Associate Professor Htwe Htwe Thein
Business, Human Rights, and Legitimacy in Post-Coup Myanmar
Abstract
The presentation examines the tension between country-level political legitimacy and organisational legitimacy following Myanmar's 2021 military coup. The coup created a fundamental crisis of political legitimacy, with the military junta lacking an electoral mandate yet claiming state authority, while several groups, including the National Unity Government (NUG) and National Unity Consultative Council (NUCC), claimed legitimacy following the 2021 military coup. In this contested political landscape, multinational enterprises (MNEs) face profound dilemmas regarding their organisational legitimacy. Companies faced a three-dimensional legitimacy challenge: maintaining legitimacy in their home countries (where governments and consumers expect adherence to human rights standards), addressing contested legitimacy in the host country (where continued operations might strengthen or undermine competing claims to political authority), and preserving internal legitimacy with employees and stakeholders. High-profile companies proved particularly sensitive to these legitimacy considerations, as their decisions carried greater symbolic importance in granting or denying recognition of the junta's authority. These dilemmas are deepened by the military's long-established economic embeddedness and dominance in Myanmar, its entrenched patron-client relationships with business elites, and the fact that many military-controlled entities and their affiliated individuals and businesses now face sanctions from several Western governments. The competing stakeholder perspectives on organisational responses reveal deeper contestation over what constitutes legitimate business conduct in contexts of illegitimate governance.

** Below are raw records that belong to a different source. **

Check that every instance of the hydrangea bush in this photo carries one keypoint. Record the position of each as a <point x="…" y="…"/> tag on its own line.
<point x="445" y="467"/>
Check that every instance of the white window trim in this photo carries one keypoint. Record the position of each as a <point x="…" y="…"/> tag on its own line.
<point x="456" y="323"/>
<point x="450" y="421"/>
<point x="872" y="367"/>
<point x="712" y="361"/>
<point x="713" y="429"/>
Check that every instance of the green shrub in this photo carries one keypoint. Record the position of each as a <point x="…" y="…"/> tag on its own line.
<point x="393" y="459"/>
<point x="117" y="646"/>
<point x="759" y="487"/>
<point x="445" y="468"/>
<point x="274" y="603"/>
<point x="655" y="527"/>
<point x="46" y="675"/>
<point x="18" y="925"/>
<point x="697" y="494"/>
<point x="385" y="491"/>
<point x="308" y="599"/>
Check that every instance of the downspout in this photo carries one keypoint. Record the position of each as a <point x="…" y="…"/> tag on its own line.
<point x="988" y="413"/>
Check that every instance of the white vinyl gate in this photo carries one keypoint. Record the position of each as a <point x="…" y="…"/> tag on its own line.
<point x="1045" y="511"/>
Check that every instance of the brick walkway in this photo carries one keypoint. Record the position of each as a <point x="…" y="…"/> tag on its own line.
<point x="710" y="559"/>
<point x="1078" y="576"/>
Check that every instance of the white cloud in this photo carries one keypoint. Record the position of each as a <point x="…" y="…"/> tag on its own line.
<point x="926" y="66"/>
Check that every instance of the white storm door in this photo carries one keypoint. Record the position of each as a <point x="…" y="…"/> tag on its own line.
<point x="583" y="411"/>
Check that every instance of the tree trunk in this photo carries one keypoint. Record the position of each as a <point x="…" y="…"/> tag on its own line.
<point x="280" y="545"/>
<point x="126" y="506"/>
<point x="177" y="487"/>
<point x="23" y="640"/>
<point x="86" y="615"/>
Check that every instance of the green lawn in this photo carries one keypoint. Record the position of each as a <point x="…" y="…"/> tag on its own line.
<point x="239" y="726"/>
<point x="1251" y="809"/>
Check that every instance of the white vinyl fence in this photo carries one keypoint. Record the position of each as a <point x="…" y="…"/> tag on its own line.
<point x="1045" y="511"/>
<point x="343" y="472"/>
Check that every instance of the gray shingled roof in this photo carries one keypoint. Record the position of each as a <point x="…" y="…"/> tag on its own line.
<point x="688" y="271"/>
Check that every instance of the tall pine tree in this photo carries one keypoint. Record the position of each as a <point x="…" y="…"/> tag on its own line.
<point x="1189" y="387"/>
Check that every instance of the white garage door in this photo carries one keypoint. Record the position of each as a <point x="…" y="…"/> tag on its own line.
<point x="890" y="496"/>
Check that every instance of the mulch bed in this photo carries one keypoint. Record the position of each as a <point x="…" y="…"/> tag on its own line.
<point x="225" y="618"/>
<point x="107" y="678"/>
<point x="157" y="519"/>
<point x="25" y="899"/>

The Myanmar case shows how economic actors become implicated in processes of legitimation and delegitimation at multiple levels.
Biography
Dr Htwe Htwe Thein is an Associate Professor in International Business at the School of Management, Curtin University, Australia, where she has been teaching for the last 16 years, specialising in subjects on management in Asia, international business, and cross-cultural interactions. She has also been involved in a range of service and leadership roles at the faculty and school levels since 2012. Her research is interdisciplinary and examines the role of responsible business in building sustainable businesses and communities, especially in developing countries. Dr Thein has country-specific expertise and close to twenty years of experience as a scholar on business and economic development in Myanmar. She is currently engaged in research projects on - responsible business, governance in Global Production Network, corporate social responsibility, foreign direct investment and conflicts, organisational legitimacy, co-evolution of state-owned enterprises, and human resource development - in the institutional context of Myanmar’s democratic political transition and increasing global economic integration. Dr Thein has recently been co-awarded an ARC (Australian Research Council) Discovery grant to examine employment relations, business practices and corporate social responsibility in the global production network of garment manufacturing in Myanmar.